Beste allemaal,
Zij R, S, T verzamelingen. Bewijs dat:
\(R \times (S \cup T) = (R \times S) \cup (R \times T)\)
Mijn vraag is nu of mijn manier van bewijzen correct is.
---
Ik wil aantonen dat
\(R \times (S \cup T) \leftrightarrow (R \times S) \cup (R \times T)\)
, dus dat beide uitspraken equivalent zijn, en je dus kunt zeggen dat ze gelijk zijn.
Dat doe ik in twee stappen:
1. '
\(\rightarrow\)
':
Zij
\((a,b) \in R \times (S \cup T)\)
, dat geldt dat
\(a \in R\)
en (
\(b \in S\)
of
\(b \in T\)
).
Dan heb je drie gevallen (b in S en b niet in T. b in S en T. b niet in S en b in T).
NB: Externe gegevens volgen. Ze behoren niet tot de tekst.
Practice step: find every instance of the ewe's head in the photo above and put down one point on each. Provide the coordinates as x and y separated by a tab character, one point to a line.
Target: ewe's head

Ik zal alleen het eerste geval doen.
Dan
\((a,b) \in R \times S\)
en
\((a,b) \notin R \times T\)
. Uit alle drie de gevallen volgt dan dat
\((a,b) \in (R \times S) \cup (R \times T)\)
.
Dus
\(\rightarrow\)
geldt.
2. '
\(\leftarrow\)
':
Gaat op eenzelfde manier en geldt uiteindelijk ook.
Dus
\(\leftrightarrow\)
geldt en dat betekent dat
\(R \times (S \cup T) = (R \times S) \cup (R \times T)\)
---
Is dit de juiste manier om zoiets te bewijzen?